Так, классическая скульптура Древней Греции по своему содержанию не имеет ничего общего с рабовладением. Тем не менее гармония между физическим человеком и его функционированием в меру его физических сил (то есть без использования специально умственных сил, без внутреннего настроения и без самостоятельно выраженной психологии), такого рода гармония, безусловно, продиктована опытом в условиях социально-исторической действительности тех времен.
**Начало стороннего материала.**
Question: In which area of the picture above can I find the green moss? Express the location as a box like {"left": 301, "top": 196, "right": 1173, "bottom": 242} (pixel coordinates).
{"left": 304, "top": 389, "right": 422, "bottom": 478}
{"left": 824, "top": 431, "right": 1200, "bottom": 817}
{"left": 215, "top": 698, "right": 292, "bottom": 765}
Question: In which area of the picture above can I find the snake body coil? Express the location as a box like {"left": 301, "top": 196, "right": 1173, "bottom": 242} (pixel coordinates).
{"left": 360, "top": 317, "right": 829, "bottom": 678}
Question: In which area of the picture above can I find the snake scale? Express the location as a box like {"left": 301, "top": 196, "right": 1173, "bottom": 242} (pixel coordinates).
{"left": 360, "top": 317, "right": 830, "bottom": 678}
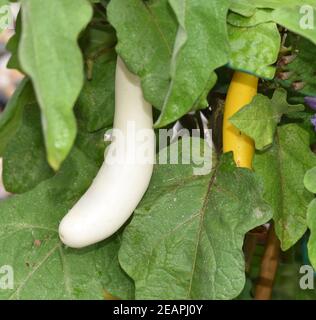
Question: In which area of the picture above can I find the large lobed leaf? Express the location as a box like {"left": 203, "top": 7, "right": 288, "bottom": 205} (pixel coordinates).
{"left": 155, "top": 0, "right": 230, "bottom": 127}
{"left": 119, "top": 143, "right": 272, "bottom": 300}
{"left": 108, "top": 0, "right": 230, "bottom": 127}
{"left": 254, "top": 124, "right": 316, "bottom": 251}
{"left": 19, "top": 0, "right": 93, "bottom": 170}
{"left": 108, "top": 0, "right": 178, "bottom": 109}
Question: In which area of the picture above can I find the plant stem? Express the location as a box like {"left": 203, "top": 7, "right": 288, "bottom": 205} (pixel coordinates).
{"left": 254, "top": 225, "right": 280, "bottom": 300}
{"left": 244, "top": 233, "right": 258, "bottom": 274}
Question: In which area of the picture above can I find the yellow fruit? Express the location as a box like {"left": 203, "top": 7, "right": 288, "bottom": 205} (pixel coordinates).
{"left": 223, "top": 72, "right": 258, "bottom": 169}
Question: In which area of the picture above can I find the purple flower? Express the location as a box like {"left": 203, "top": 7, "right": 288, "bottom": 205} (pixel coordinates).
{"left": 305, "top": 96, "right": 316, "bottom": 111}
{"left": 311, "top": 115, "right": 316, "bottom": 131}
Новоевропейский человек в отличие от средневекового верил в вечный и непрерывный прогресс. Но уже в XVII в. появилось учение Ньютона и Лейбница о бесконечно малых, причем бесконечно малая величина определялась не как неподвижный атом, но как постоянное и непрерывное стремление к бесконечному уменьшению или увеличению. По содержанию между учением о вечном прогрессе и математическим учением о переменных величинах, ставших предметом специальной науки – дифференциального и интегрального исчисления, нет ничего общего. И тем не менее сам тип развертывания содержания, сама структура его построения, то есть непрерывное становление бесконечного ряда, там и здесь одно и то же.

Чтобы не затягивать изложения, других примеров такого структурного соответствия между культурно-историческими слоями, совершенно несравнимыми по своему содержанию, приводить не будем. Заметим только, что соотношение между социально-историческими базисом и надстройкой исключительно структурно и что только с учетом этого и можно сохранить специфику содержания каждого из культурно-исторических типов и не объединять в них то, что необъединимо.